Pluto Probe Back To Normal, Cause of Snafu Found 80
Tablizer writes: NASA has provided an update to the problem with the New Horizons probe that will fly by Pluto next week. "The investigation into the anomaly that caused New Horizons to enter "safe mode" on July 4 has concluded that no hardware or software fault occurred on the spacecraft. The underlying cause of the incident was a hard-to-detect timing flaw in the spacecraft command sequence that occurred during an operation to prepare for the close flyby. No similar operations are planned for the remainder of the Pluto encounter.
No hardware or software fault? (Score:5, Insightful)
The underlying cause of the incident was a hard-to-detect timing flaw in the spacecraft command sequence that occurred during an operation to prepare for the close flyby.
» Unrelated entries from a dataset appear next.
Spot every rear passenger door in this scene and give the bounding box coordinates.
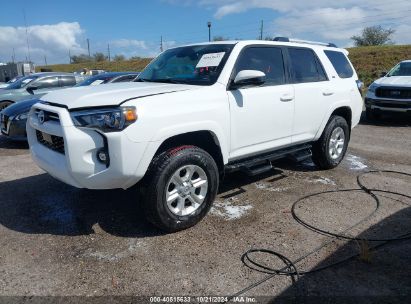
[228,45,294,159]
[287,47,335,143]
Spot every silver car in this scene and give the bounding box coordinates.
[0,72,83,111]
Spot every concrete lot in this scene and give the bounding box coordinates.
[0,116,411,302]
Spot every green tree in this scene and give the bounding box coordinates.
[351,25,395,46]
[113,55,126,61]
[71,54,91,63]
[93,52,107,62]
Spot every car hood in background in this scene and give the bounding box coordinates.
[2,98,39,116]
[41,82,200,109]
[375,76,411,87]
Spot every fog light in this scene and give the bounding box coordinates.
[97,149,108,164]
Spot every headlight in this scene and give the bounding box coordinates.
[14,112,29,120]
[71,107,137,132]
[368,82,378,93]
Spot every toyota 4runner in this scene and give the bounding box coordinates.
[27,38,363,231]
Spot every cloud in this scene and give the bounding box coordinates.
[168,0,411,46]
[0,22,84,63]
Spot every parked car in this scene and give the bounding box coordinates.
[0,76,24,89]
[365,60,411,120]
[76,72,139,87]
[27,38,363,231]
[0,72,83,111]
[0,72,139,140]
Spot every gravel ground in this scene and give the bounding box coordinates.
[0,113,411,303]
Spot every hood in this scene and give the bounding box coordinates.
[2,98,39,116]
[41,82,200,109]
[375,76,411,87]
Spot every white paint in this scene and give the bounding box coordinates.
[255,182,290,192]
[345,154,368,170]
[210,198,253,220]
[311,176,335,186]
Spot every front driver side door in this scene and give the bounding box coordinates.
[228,45,294,160]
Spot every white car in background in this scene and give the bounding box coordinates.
[365,60,411,120]
[27,38,363,231]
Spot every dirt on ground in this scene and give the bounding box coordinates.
[0,116,411,303]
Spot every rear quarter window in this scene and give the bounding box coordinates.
[324,51,354,78]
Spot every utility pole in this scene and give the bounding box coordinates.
[260,20,264,40]
[23,9,31,61]
[87,38,91,57]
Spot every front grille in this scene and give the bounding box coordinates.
[0,114,9,132]
[36,130,65,154]
[375,87,411,99]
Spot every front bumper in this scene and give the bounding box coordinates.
[27,104,146,189]
[365,94,411,113]
[0,114,27,140]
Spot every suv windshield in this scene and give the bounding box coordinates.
[387,62,411,76]
[4,76,38,90]
[136,44,234,85]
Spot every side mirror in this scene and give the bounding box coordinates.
[26,85,38,94]
[231,70,266,89]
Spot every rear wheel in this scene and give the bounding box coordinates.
[141,146,219,232]
[312,116,350,169]
[0,101,12,111]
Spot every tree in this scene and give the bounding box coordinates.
[351,25,395,46]
[71,54,91,63]
[113,55,126,61]
[93,52,107,62]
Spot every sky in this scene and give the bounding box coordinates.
[0,0,411,64]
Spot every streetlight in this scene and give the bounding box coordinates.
[207,21,211,42]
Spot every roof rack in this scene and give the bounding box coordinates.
[273,37,337,47]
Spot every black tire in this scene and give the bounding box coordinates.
[312,115,350,169]
[365,108,381,121]
[0,101,12,112]
[140,146,219,232]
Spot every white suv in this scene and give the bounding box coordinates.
[365,60,411,120]
[27,38,363,231]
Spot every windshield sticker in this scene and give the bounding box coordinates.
[196,52,225,68]
[90,79,104,85]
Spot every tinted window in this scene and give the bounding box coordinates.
[234,47,285,85]
[60,76,76,87]
[33,76,59,89]
[288,48,327,83]
[324,51,354,78]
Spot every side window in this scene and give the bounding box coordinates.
[288,48,327,83]
[60,76,76,87]
[234,47,285,85]
[324,51,354,78]
[33,76,59,89]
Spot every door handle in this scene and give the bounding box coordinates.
[280,94,294,102]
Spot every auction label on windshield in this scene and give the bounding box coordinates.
[196,52,225,68]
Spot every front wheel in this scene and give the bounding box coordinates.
[312,116,350,169]
[140,146,219,232]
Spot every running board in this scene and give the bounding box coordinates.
[225,144,311,176]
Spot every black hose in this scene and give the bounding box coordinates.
[228,170,411,301]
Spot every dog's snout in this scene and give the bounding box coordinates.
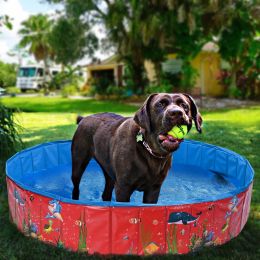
[167,108,183,118]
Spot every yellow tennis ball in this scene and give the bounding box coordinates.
[168,125,188,139]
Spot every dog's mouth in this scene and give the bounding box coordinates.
[158,133,183,152]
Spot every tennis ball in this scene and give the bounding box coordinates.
[168,125,188,139]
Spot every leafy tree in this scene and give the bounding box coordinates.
[47,0,153,92]
[49,0,259,96]
[0,61,16,88]
[218,1,260,98]
[0,15,13,30]
[49,17,98,66]
[19,14,54,91]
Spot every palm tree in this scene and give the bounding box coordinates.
[19,14,54,92]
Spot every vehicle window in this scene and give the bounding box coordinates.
[19,68,36,77]
[37,68,43,77]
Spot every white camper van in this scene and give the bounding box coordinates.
[16,65,60,92]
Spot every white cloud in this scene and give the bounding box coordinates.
[0,0,30,62]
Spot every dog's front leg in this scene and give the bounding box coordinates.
[115,184,134,202]
[143,185,161,204]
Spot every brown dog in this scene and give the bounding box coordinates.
[71,94,202,203]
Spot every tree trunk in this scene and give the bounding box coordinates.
[130,63,146,95]
[43,58,50,95]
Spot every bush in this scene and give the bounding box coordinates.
[145,82,173,94]
[6,87,21,96]
[0,61,16,88]
[0,104,22,170]
[106,85,124,97]
[61,85,78,97]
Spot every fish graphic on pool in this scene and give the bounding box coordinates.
[45,200,63,222]
[168,212,201,225]
[14,189,25,206]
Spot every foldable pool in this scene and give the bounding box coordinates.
[6,140,254,255]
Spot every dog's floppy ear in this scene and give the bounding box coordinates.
[134,94,157,131]
[183,94,203,133]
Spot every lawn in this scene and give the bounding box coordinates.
[0,97,260,259]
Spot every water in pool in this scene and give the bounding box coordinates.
[27,160,237,205]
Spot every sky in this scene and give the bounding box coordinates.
[0,0,108,64]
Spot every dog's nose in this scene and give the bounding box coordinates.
[167,108,183,118]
So a "flaw" in the command sequence isn't a software fault? Sure sounds like one to me. Glad to hear the craft is functioning again though.
Re:No hardware or software fault? (Score:5, Informative)
I'm pretty sure that "fault" has a specific meaning in NASA parlance. There was obviously a software bug, but it probably didn't "fault".
Re: (Score:3)
Can't blame NASA though, when the commands are transmitted over 3 billion miles, the signal would degrade so much it is possible some critical command or an command argument was not correctly received.
Re: (Score:2)
I'm not sure that's a sound argument. You should be checksumming such that you're confident that what you're doing is what you were asked to do, and working in transactions, such that if you've not received a whole command group, you're not running any of it. I'd think it was only in desperate circumstances you'd issues a command that says do this, or in fact do anything plausible if you don't fully receive this, because you're about to fly into something hard...
Re: (Score:2)
Re: (Score:2)
Can't blame NASA though, when the commands are transmitted over 3 billion miles, the signal would degrade so much it is possible some critical command or an command argument was not correctly received.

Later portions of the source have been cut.